Please excuse my limited knowledge. But I'm wondering how you draw the conclusion "horribly slow". Considering that OCR can be done very fast nowadays, I guess comparing a few hundred glyphs to a few hundred other glyphs should be finished in a reasonable time if a proper pattern matching algorithm is used.

Then the only problem to me is whether there is a ready-to-use pattern matching tool for glyphs. A rough google indicates that fontforge may have such capability (but I'm not very positive).

Considering that there are this kind of messed-up ps files out there on the web, I think that it maybe be worthwhile to add this function to ps2pdf (or to a separate tool in ghostscript).

Comment 7 Ken Sharp 2011-08-22 13:10:00 UTC

(In reply to comment #6)
> Please excuse my limited knowledge.
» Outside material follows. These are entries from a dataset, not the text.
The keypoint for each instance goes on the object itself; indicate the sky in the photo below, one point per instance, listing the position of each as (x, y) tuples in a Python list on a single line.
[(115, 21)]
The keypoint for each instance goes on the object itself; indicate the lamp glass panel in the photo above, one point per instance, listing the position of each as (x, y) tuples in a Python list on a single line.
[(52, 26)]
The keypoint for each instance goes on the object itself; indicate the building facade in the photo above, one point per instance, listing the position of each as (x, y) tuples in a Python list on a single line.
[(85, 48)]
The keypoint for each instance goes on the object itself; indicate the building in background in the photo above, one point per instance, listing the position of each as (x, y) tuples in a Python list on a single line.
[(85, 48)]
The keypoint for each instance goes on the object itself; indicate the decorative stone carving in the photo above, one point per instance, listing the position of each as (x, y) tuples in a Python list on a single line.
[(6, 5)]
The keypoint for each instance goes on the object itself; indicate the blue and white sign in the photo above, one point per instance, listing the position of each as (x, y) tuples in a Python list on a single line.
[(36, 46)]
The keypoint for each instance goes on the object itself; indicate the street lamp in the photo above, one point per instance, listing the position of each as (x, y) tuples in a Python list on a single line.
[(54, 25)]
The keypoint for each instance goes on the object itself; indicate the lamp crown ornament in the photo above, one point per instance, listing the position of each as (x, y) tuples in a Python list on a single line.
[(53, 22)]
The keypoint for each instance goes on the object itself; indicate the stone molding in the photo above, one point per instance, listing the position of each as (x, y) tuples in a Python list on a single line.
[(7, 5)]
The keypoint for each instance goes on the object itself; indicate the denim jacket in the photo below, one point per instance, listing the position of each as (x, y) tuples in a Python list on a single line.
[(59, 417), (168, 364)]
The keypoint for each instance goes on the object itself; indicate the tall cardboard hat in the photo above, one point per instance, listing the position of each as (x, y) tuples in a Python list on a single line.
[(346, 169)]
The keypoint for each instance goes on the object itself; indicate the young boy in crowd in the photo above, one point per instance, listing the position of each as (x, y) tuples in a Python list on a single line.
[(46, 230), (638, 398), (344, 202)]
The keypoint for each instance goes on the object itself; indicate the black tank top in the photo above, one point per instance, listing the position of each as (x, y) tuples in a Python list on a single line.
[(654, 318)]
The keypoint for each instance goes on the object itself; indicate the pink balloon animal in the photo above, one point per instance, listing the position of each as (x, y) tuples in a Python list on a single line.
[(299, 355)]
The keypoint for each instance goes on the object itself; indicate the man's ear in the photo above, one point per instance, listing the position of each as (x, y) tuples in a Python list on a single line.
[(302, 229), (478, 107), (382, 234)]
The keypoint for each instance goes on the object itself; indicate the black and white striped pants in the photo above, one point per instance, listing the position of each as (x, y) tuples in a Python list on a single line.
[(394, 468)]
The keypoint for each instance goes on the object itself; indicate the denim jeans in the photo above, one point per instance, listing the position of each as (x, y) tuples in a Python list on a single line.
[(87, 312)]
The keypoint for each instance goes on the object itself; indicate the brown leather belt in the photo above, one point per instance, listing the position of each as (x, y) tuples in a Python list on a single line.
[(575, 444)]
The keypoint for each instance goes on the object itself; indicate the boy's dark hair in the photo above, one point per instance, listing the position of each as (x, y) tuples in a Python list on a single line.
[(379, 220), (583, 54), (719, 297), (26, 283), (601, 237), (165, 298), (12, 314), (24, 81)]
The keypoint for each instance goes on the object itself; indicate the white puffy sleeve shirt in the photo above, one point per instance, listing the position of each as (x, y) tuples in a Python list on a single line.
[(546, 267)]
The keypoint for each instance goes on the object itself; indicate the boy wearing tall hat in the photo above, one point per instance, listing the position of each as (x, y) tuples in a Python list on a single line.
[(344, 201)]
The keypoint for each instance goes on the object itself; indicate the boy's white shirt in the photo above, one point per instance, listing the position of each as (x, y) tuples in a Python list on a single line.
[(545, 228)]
But I'm wondering how you draw the
> conclusion "horribly slow".

Have you seen how many fonts are installed on the average Windows PC ? And many of them are far eastern fonts with thousands of glyphs.

Also, there is no satisfactory cross-platform method for doing this.

> Considering that OCR can be done very fast
> nowadays, I guess comparing a few hundred glyphs to a few hundred other glyphs
> should be finished in a reasonable time if a proper pattern matching algorithm
> is used.

Wouldn't use OCR, would hash the outline descriptions and compare hashes.


> Considering that there are this kind of messed-up ps files out there on the
> web, I think that it maybe be worthwhile to add this function to ps2pdf (or to
> a separate tool in ghostscript).

The kind of thing which irritates our customers is reducing performance, so I do not think we will be interested in attempting such an enhancement, especially since Adobe Acrobat Distiller (the de fact standard) behaves the same way. If you can find a PostScript to PDF conversion tool which can take this file and produce a PDF file which is searchable for the text in Calibri I will be very impressed.

Comment 8 pengyu.ut 2011-08-22 13:26:44 UTC

My reference to OCR does not indicate OCR is the solution. My point is that OCR, which is a commonly used operation, should be a slower operation than comparing glyphs, yet OCR is not that slow, so comparing glyphs at least should be faster than OCR.

You main concern is the speed issue, which, to my humble opinion, may not necessarily be a good justification for not adding such a useful feature. After all, you can disable such feature by default. Therefore, an ordinary user will not experience the slowness. Only when a user want to use such a feature, he/she can turn on the command option for it, at that time, speed is not a problem for he/she.